Красавица некстати - Берсенева Анна 12 стр.


Она сказала это так просто, и в глазах у нее при этом так ясно проступило сочувствие к его растерянности и одиночеству, что Игнат не сразу нашелся с ответом.

– Нет, ничего… – пробормотал он наконец.

Он просто не узнавал себя! Он был мало сказать не робкого десятка – он вообще не знал, что такое робость. С детства, с первого выхода в море жизнь явилась ему в самых трудных своих проявлениях и приучила себя не бояться. А тут он стоит, как растерянный мальчик, перед этой прозрачной девушкой… И почему?

И вдруг он понял, от чего эта растерянность! Никто и никогда не беспокоился о том, что происходит у него в душе. Нет, мать любила его, как любила всех своих детей. Но слишком занята она была каждодневными, насущными тяготами и заботами, и на то, чтобы разбираться в их душах, мало оставалось сил, и все они уходили на жалость к больной Катерине. А Игнат… Слава богу, сын здоров, ладный парень, жалеть его не за что. Да и суров не по годам – видно, оттого, что сызмальства работает наравне со взрослыми. Как такого пожалеешь?

Игнат полагал, что это правильно. То есть, вернее, он просто не думал об этом. И уж точно не связывал с собою таких тонких душевных движений, как смутная тоска от одиночества; он даже не знал слов, которыми подобные движения обозначались.

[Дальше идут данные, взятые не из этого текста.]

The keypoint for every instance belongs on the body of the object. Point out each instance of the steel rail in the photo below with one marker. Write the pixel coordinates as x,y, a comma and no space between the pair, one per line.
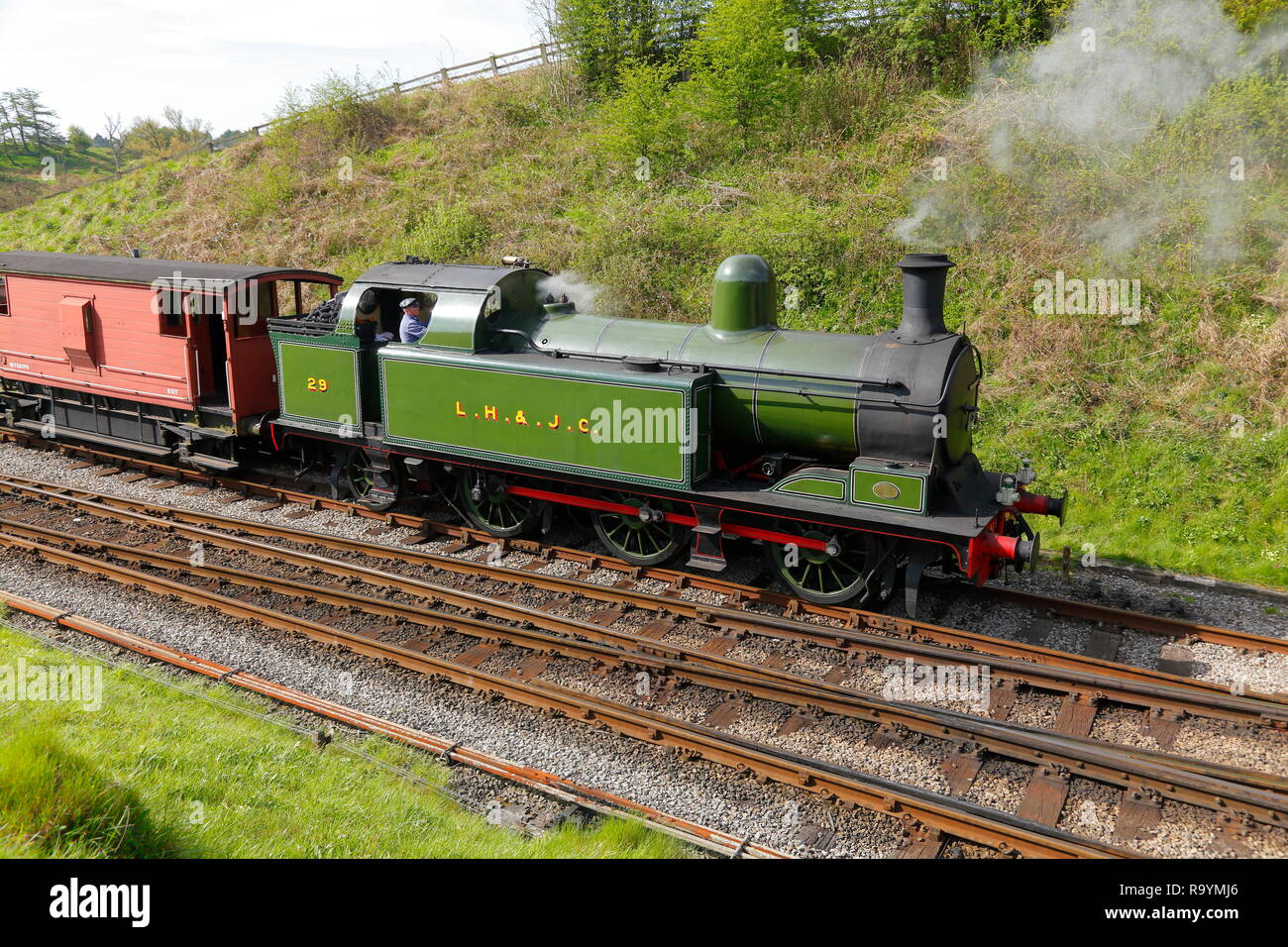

Слова Ксении ошеломили его. Не оттого, что он почувствовал жалость к себе. Какое! К ней он почувствовал жалость, вот в чем было дело. К ней ко всей – к этому нежному всплеску рук, к голосу как озерное эхо, к светлым прядям волос, которые лежали на тонких ее плечах, словно лунная сеть, и падали на лоб, делая особенно трепетным и переливчатым тихий свет ее глаз…

Ее жалость к нему, совершенно незнакомому человеку, вид которого меньше всего должен был вызывать сочувствие, – эта жалость оказалась так сильна, так осязаема, что ударила его по сердцу, и сердце его зашлось от ответного чувства.

– Вы посидите немного в кухне, Игнат? – спросила Ксения. – Мы с бабушкой сейчас же устроим вам постель. Хотя что же сидеть! – сразу спохватилась она. – Вам же помыться надо с дороги. В ванной, правда, только холодная вода, но у меня с вечера от стирки теплая осталась.

– Вы не беспокойтесь, Ксения Леонидовна. – Игнат наконец опомнился и перестал лепетать невнятно, как красна девица. – Я и холодной. Я привык.

Возможность помыться с дороги так его обрадовала, что о такой мелочи, как холод, он и не думал. Чистота, опрятность тела с детства была для него чем-то само собой разумеющимся, как и для любого поморского крестьянина, за исключением разве что Алешки-дурачка, ну так ведь то юродивый. И в избе, как ни тяжело приходилось матери, всегда было чисто, словно к Пасхе: полы выскоблены, вымыты и покрыты домоткаными дорожками, на посуде ни капли копоти или жира. И любая грязная работа, без которой не обойтись хоть на промысле, хоть в хозяйстве, непременно завершалась баней; к этому Игнат привык. Потому так трудно далась ему неделя в грязном вагоне, где озлобленные друг на друга люди скучились так, что с трудом можно было присесть, не говоря прилечь или тем более умыться.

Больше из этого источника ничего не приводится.